Alcatel-Lucent débute 2012 avec un lourd handicap
La confiance du marché envers Alcatel-Lucent reste toujours aussi fragile. L’annonce de résultats trimestriels moins bons que prévu a renforcé les doutes sur la capacité de l’équipementier en télécoms à atteindre ses objectifs annuels. «Nous pensons que le premier trimestre a constitué un point bas pour l’année concernant la marge qui devrait s’améliorer au cours du deuxième trimestre et du deuxième semestre», a bien tenté de rassurer le directeur financier Paul Tufano.
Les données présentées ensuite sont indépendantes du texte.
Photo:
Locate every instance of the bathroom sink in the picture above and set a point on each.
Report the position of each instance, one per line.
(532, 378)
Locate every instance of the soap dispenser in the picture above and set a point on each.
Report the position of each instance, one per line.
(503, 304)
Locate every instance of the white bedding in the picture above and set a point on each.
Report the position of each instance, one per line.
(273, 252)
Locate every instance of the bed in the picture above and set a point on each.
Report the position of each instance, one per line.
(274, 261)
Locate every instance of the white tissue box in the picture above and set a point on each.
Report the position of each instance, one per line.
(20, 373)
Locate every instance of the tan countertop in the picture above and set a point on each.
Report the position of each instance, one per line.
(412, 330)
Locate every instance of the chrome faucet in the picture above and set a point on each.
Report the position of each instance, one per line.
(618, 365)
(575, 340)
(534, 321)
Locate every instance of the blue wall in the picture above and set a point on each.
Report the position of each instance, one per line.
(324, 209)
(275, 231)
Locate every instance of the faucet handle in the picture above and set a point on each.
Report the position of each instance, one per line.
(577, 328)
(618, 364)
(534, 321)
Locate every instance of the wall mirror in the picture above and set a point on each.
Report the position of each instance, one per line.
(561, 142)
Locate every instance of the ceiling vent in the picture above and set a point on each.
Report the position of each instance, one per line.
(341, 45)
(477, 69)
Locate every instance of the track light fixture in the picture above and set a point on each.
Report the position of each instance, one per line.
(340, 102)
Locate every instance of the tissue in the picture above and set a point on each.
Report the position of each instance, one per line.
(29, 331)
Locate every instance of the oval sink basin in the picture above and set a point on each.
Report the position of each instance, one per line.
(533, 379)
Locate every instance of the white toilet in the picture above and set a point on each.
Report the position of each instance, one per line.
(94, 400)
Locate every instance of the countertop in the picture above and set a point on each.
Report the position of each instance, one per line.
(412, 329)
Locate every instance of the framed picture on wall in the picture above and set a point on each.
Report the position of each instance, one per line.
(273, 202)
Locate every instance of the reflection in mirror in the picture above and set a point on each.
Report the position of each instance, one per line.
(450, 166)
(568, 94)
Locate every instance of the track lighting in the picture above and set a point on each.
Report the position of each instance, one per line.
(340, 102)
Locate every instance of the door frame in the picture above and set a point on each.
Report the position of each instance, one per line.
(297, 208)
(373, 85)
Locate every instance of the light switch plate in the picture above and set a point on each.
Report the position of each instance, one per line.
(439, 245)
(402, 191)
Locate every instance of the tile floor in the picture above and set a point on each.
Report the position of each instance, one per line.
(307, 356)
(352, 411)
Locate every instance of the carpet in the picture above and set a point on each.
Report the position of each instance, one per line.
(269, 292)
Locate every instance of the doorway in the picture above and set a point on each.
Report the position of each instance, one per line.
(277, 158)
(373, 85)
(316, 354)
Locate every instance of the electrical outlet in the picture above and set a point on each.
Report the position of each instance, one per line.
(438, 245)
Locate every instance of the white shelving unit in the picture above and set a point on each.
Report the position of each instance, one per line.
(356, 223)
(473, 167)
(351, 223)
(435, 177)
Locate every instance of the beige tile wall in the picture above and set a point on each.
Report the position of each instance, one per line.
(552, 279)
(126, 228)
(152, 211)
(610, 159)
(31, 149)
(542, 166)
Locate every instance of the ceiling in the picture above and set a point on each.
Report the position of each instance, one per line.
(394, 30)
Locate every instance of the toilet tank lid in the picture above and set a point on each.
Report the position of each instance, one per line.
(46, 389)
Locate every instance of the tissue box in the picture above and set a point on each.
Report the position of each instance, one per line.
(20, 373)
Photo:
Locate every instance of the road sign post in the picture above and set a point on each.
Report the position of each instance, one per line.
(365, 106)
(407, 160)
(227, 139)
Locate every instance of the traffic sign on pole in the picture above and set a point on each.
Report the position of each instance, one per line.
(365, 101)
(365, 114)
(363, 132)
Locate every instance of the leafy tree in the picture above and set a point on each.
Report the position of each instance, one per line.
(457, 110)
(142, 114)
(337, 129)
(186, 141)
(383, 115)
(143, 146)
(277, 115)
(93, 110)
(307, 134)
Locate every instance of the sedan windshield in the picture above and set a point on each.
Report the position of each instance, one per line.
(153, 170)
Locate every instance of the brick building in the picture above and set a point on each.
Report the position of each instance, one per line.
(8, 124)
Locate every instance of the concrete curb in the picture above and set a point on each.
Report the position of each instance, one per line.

Mais le cours de l’action a plongé de 16,7% à 1,22 euro. Avec une capitalisation de 2,9 milliards d’euros, soit la plus petite du CAC 40, la place du groupe dans l’indice de la Bourse de Paris paraît de plus en plus menacée, plusieurs membres du Next 20, l’antichambre du CAC 40, affichant des capitalisations flottantes supérieures.
Le premier trimestre n’est jamais le meilleur de l’année pour Alcatel-Lucent. Mais avec une marge brute de 30,3% à fin mars, Alcatel-Lucent fait à la fois moins bien que les 35,6% du dernier trimestre et que les 36,2% du premier trimestre 2011. L’équipementier a plus souffert que ses concurrents du ralentissement des commandes des opérateurs de télécoms: son chiffre d’affaires trimestriel a plié de 14,8%, alors qu’Ericsson et Nokia Siemens Networks ont limité la baisse à 6% et 9%. D’autre part, les contrats facturés au premier trimestre l’ont été dans des activités à plus faible marge.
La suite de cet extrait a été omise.